Why my feel-good belief in the afterlife is grounded in science

I’ve always been open-minded. The continuation of Spirit; the connection of all things through a Universal energy; the afterlife—they all seem perfectly probable to me. But I grew up in a family that worshipped science and scorned anything “other worldly”, so it’s not a viewpoint I’ve shared much. Until now.

I choose to believe in life after death in part because of the overwhelming and often inexplicable anecdotal evidence, the personal experiences I’ve had since my son died (of which I’ve had plenty), and also because of a very sound, scientifically-proven reason: it’s good for me. 

Here’s the thing: grief changes the brain. Scientific evidence proves that “grief brain” is real, and results in a slew of challenging psychological, emotional, and physical symptoms. (Interestingly, changes in the brain caused by grief are unique, and quite different from changes caused by trauma, depression, or PTSD.) In fact, grief or no grief, our routine thought patterns continually shape and reshape our brains, making our routine thoughts habitual, and creating neural pathways that reinforce those habitual thoughts until they feel like they are part of who we are. Which is never true. We can change our thinking at any time (even if it takes work), without changing who we are.

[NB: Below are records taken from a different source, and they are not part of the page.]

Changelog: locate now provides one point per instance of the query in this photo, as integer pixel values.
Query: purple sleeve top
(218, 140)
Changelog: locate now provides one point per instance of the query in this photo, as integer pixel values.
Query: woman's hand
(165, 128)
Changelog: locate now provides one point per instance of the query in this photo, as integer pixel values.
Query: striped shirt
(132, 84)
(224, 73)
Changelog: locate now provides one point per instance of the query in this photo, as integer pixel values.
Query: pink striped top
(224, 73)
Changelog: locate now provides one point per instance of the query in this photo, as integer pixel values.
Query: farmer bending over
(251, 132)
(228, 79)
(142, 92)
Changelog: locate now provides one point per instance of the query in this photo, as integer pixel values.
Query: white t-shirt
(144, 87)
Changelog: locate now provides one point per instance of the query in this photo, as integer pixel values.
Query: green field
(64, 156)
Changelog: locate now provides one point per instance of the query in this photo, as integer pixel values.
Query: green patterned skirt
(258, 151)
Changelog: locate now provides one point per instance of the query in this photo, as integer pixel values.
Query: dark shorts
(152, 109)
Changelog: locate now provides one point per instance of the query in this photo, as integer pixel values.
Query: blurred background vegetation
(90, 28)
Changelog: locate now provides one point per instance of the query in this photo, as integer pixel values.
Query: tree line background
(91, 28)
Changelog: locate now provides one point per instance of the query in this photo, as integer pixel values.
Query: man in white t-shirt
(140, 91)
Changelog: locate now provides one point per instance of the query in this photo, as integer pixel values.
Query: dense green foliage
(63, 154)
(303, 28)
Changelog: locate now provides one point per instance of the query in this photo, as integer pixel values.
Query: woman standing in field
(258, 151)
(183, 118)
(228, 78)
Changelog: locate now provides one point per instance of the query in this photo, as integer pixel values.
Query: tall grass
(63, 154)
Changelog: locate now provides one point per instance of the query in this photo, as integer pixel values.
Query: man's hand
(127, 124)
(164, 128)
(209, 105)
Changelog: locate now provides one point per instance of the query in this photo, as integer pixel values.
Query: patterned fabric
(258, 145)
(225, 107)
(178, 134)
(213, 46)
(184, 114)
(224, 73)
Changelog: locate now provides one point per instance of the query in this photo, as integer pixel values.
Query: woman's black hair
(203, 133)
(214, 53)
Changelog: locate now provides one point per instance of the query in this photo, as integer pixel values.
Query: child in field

In early grief, our thoughts are often chaotic and damaging to ourselves, and sometimes others. There is no question about whether or not stress, anxiety, guilt, and other strong negative thoughts and feelings impact both psychological and physical health. Bottom line: Unhealthy thoughts contribute to unhealthy lives and bodies, particularly if we don’t find an outlet for them. Healthy thoughts contribute to healthy lives and bodies, particularly if we share them with others. And, physiologically, “hope” is a very healthy thought and feeling to embrace. Believing in the afterlife gives us hope.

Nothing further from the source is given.